Sindaco o sindaca? Tra i nuovi temi di discussione dell’Italia che si è svegliata con Virginia Raggi come prima donna alla guida del Campidoglio e la collega Chiara Appendino a Torino c’è il lessico. Le interessate, come ricorda oggi Giornalettismo.com, hanno due idee diverse sull’argomento: “Chiamatemi sindaco”, ha detto il 2 giugno scorso a “Un giorno da pecora” la Raggi. “Preferisco sindaca”, ha invece risposto la Appendino. L’Associazione stampa romana intanto lancia un appello: “No all’uso sessista del linguaggio”.
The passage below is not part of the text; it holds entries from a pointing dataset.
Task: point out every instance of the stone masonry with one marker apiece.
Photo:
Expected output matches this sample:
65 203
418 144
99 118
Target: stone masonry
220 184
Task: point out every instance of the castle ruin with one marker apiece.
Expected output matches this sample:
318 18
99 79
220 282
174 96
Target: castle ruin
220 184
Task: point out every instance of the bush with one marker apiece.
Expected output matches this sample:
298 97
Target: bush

Il dibattito è aperto. L’abitudine di usare il maschile per chiamare il primo cittadino infatti è una regola nella maggior parte dei casi. L’Accademia della Crusca già nel 2013 aveva evidenziato il problema dicendo che “spesso la donna viene dimenticata dentro il genere maschile della professione che svolge”. Insomma chirurga, ingegnera, sindaca: sono tutte parole che esistono in italiano e che è corretto utilizzare. Il tema è stato spesso ignorato anche perché non c’è mai stata una vera necessità a livello nazionale di nominare le sindache donne visto lo scarso numero di elette. Ora però le cose sono cambiate. La prima ad inaugurare la “nuova era” è stata la presidente della Camera Laura Boldrini, da sempre “predicatrice” della teorie per cui è necessario usare la declinazione femminile: “Roma e Torino saranno amministrate da due giovani donne. Complimenti e buon lavoro alle sindache Virginia Raggi e Chiara Appendino”, ha scritto la mattina dopo le elezioni su Twitter. Della stessa idea anche la scrittrice Michela Murgia: “Se suona strano chiamare sindaca una donna è perchè in fondo a sembrare strano è che lo sia”.
Intanto dalla commissione Pari opportunità dell’Associazione stampa romana è arrivato un appello ufficiale: “Per la corretta e paritaria rappresentazione della donna attraverso i mezzi di comunicazione”, si legge in una nota della presidente Arianna Voto, “invitiamo le colleghe e i colleghi ad adottare un linguaggio non sessista, a partire dal declinare al femminile la sindaca Virginia Raggi. Sarebbe questo il segnale di un riconoscimento della differenza come ricchezza e pluralismo culturale”.